Here is a microcontroller based wireless equipment controller that can switch on or switch off up to four devices at a desired time interval set by the user in the transmitter. The devices can be controlled remotely from a distance of up to 30 metres from the transmitter. In the transmitter, an LCD module is used to show the device numbers and preset control time for the devices (00 to 99 seconds). Concepts of wireless RF communication and automation with AT89C51 microcontroller are used here.
The system is small, simple, cost-effective and good for wireless control of home appliances or industrial instrumentation.
The system comprises a transmitter and a receiver as described below.
Transmitter section. Fig.1 shows the block diagram of the transmitter section.
Four pushbutton switches (S1 through S4) are used as inputs to select the devices and set the time-out in the transmitter section. These are designated as up, down, enter and run keys, respectively. The time-out data is transferred over the RF wireless link to the receiver section.
The 8-bit AT89C51 microcontroller is the main controlling part of the transmitter section. It is connected to the LCD module, input switches and encoder IC (HT12E). The device control program is stored in the memory of the microcontroller to control the devices as per the time-out settings done through input switches S1 through S4.
A two-line, 16-character LCD module shows the status of the main program that is running inside the microcontroller.
The HT12E is an 18- pin DIP package encoder IC that encodes 4-bit data and sends it to TRX-434 RF transmitter module.
The TRX-434 RF transmitter module uses a digital modulation technique called amplitude-shift keying (ASK) or on-off keying. In this technique, whenever logic ‘1’ is to be sent, it is modulated with carrier signal (434MHz). This modulated signal is then transmitted through the antenna. The waveforms in Fig. 2 depict the ASK concept. The main specifications of the RF module are shown in the table.
Receiver section. Fig.3 shows the block diagram of the receiver section.
The 12V DC supply, used along with a 5V regulator, can be provided by a 12V battery or power adaptor.

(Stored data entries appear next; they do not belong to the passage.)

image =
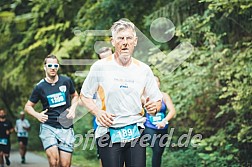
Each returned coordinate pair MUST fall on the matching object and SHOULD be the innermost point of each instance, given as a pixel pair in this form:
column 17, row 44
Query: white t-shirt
column 21, row 132
column 120, row 90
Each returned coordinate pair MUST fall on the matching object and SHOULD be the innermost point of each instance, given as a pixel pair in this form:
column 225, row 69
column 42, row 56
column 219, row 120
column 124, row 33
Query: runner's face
column 124, row 43
column 50, row 67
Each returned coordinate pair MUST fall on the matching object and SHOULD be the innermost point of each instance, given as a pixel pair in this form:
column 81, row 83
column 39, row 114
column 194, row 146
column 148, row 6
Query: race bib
column 57, row 99
column 22, row 134
column 157, row 118
column 124, row 134
column 3, row 141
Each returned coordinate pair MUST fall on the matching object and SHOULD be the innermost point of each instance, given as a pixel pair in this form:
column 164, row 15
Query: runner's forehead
column 51, row 60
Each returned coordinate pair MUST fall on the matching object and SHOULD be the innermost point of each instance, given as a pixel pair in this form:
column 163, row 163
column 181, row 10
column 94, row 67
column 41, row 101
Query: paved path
column 32, row 160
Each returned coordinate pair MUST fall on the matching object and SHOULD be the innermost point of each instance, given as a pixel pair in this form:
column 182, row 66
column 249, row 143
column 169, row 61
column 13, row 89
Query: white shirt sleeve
column 91, row 83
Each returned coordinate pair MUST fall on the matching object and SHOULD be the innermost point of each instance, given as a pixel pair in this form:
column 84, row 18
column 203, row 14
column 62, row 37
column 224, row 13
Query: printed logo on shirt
column 62, row 88
column 56, row 99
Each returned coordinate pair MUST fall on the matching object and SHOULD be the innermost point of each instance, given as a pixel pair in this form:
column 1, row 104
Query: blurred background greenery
column 211, row 90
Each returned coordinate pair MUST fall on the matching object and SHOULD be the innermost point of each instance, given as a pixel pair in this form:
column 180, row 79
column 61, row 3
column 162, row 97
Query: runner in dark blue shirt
column 6, row 128
column 59, row 99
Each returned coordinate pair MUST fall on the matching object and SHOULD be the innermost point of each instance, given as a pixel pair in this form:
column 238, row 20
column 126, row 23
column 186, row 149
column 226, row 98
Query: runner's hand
column 150, row 107
column 105, row 118
column 42, row 117
column 160, row 125
column 71, row 114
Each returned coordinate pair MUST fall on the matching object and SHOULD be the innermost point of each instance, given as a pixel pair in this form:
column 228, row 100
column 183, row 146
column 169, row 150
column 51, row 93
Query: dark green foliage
column 211, row 90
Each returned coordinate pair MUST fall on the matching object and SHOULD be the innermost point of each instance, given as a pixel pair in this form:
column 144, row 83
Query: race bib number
column 22, row 134
column 57, row 99
column 3, row 141
column 157, row 118
column 124, row 134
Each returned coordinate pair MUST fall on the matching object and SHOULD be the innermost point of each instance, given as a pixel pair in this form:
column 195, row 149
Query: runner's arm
column 29, row 108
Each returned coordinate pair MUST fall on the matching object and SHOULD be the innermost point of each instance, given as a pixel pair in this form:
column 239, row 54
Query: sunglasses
column 52, row 65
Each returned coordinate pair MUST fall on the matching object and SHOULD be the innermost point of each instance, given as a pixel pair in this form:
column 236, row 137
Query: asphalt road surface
column 32, row 160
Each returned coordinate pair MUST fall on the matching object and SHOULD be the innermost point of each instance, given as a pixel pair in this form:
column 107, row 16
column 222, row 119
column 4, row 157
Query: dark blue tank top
column 151, row 120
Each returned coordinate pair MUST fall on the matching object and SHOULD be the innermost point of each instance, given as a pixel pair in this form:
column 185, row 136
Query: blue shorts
column 62, row 138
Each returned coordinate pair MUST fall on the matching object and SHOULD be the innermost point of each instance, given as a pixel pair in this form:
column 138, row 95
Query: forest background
column 211, row 89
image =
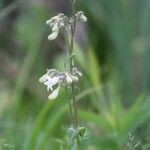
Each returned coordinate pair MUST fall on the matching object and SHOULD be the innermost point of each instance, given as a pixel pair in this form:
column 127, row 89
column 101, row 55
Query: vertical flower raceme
column 54, row 80
column 62, row 23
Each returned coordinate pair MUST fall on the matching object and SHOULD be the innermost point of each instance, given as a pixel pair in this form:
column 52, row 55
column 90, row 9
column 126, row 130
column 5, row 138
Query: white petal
column 51, row 82
column 83, row 18
column 53, row 35
column 54, row 94
column 43, row 78
column 74, row 78
column 55, row 27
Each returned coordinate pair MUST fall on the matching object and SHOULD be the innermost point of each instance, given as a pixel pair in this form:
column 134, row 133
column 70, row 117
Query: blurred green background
column 113, row 53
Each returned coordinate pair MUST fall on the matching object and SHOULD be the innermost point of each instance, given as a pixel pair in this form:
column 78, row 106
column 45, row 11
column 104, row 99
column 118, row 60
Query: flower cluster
column 62, row 23
column 55, row 79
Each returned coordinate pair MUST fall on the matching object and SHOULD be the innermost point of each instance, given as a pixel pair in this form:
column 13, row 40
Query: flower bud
column 53, row 36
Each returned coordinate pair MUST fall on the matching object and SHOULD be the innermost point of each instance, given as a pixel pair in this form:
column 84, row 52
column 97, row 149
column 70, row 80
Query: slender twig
column 71, row 49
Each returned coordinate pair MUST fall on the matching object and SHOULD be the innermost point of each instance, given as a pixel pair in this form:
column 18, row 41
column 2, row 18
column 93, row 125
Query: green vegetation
column 113, row 54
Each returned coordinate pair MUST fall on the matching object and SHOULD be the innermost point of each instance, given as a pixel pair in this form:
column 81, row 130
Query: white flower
column 68, row 78
column 53, row 36
column 54, row 94
column 43, row 78
column 80, row 16
column 51, row 81
column 54, row 78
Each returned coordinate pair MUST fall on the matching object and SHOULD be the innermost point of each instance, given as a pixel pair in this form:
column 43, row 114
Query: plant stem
column 73, row 27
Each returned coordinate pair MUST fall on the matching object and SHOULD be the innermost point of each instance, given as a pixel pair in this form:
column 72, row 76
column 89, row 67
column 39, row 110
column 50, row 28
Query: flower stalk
column 68, row 78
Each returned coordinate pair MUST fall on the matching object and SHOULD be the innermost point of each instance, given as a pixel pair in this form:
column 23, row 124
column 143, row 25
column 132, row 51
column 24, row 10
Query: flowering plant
column 54, row 80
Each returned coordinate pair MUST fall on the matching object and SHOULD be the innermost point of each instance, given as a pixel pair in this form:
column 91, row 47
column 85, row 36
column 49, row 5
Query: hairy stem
column 75, row 107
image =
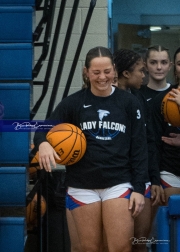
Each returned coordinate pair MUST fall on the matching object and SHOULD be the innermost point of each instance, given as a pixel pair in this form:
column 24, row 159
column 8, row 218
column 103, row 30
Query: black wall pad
column 80, row 44
column 47, row 18
column 45, row 83
column 62, row 58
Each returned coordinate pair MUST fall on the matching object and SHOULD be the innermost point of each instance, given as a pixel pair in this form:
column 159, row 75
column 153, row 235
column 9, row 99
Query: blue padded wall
column 13, row 186
column 15, row 98
column 17, row 24
column 14, row 147
column 17, row 2
column 12, row 232
column 16, row 61
column 163, row 233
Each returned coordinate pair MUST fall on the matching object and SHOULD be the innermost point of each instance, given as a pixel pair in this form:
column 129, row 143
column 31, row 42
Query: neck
column 157, row 84
column 122, row 84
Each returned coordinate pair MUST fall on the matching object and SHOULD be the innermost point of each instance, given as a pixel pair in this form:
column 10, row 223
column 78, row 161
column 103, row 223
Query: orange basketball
column 170, row 111
column 68, row 141
column 31, row 211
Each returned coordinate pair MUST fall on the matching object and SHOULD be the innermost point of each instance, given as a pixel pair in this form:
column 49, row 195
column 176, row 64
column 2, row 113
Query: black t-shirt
column 115, row 134
column 168, row 155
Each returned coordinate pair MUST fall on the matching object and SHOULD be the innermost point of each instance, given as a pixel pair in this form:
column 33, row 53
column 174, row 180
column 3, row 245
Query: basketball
column 31, row 211
column 68, row 141
column 170, row 111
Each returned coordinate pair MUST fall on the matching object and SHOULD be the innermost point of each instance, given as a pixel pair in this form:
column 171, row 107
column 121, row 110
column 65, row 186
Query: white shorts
column 78, row 197
column 169, row 180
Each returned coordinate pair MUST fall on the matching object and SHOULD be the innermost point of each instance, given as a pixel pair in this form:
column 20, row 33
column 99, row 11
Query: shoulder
column 74, row 96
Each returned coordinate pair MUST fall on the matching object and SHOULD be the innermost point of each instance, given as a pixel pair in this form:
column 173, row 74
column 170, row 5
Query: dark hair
column 175, row 54
column 95, row 52
column 125, row 59
column 157, row 48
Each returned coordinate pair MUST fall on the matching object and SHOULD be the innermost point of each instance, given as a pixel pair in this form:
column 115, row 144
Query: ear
column 126, row 74
column 85, row 72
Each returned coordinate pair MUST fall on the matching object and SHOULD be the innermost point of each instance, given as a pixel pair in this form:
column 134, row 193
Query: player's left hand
column 136, row 203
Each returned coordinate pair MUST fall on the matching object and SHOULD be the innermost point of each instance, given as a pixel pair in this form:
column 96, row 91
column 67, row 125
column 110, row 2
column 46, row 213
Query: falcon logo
column 103, row 113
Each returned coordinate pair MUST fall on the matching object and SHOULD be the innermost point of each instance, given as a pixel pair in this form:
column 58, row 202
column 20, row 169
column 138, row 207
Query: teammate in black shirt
column 99, row 185
column 130, row 69
column 158, row 64
column 168, row 154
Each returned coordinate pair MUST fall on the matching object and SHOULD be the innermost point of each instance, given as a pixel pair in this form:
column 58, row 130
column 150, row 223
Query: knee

The RX-434 radio receiver module receives the ASK signal from TRX-434. The HT12D decoder demodulates the received address and data bits. IC CD4519 is a quadruple two-input multiplexer that selects the appropriate data bits to control the devices.
The ULN 2003 relay driver consists of seven npn Darlington pairs that feature high-voltage outputs with common-cathode clamp diodes for switching the inductive loads. The collector-current rating of a single Darlington pair is 500 mA.
Transmitter circuit. Fig.4 shows the transmitter circuit. The microcontroller reads the input data from switches S1 through S4 at its port-2 pins 21 through 24 and displays it on the LCD. Port 3 provides read data to the encoder IC HT12E at pins 10 through 13. The microcontroller is programmed to control input and output data.
When the push button switches (S1 through S4) are open, logic ‘0’ is constantly fed to the respective port pins of the microcontroller. When any of the buttons is pressed, logic ‘1’ is fed to the respective port pin of the microcontroller.
The device control program stored in the memory of the microcontroller activates and executes as per the functions defined in the program for respective input switches.
Data inputs AD8 through AD11 (pins 10 through 13) of HT12E are connected to the microcontroller. Pins 1 through 8 (A0 through A7) of the IC are address inputs. Shorting them address pins using switches to either Vcc or Gnd enables different address selections for data transmission. Here we have connected them to 5V. Since address pins are connected to 5V, the address is set to 255d (in decimal). If you were to connect all the address pins to ground, the address would be 000d. Thus there are 256 possible addresses available. So you can set up switches to control one or more of the encoder address pins.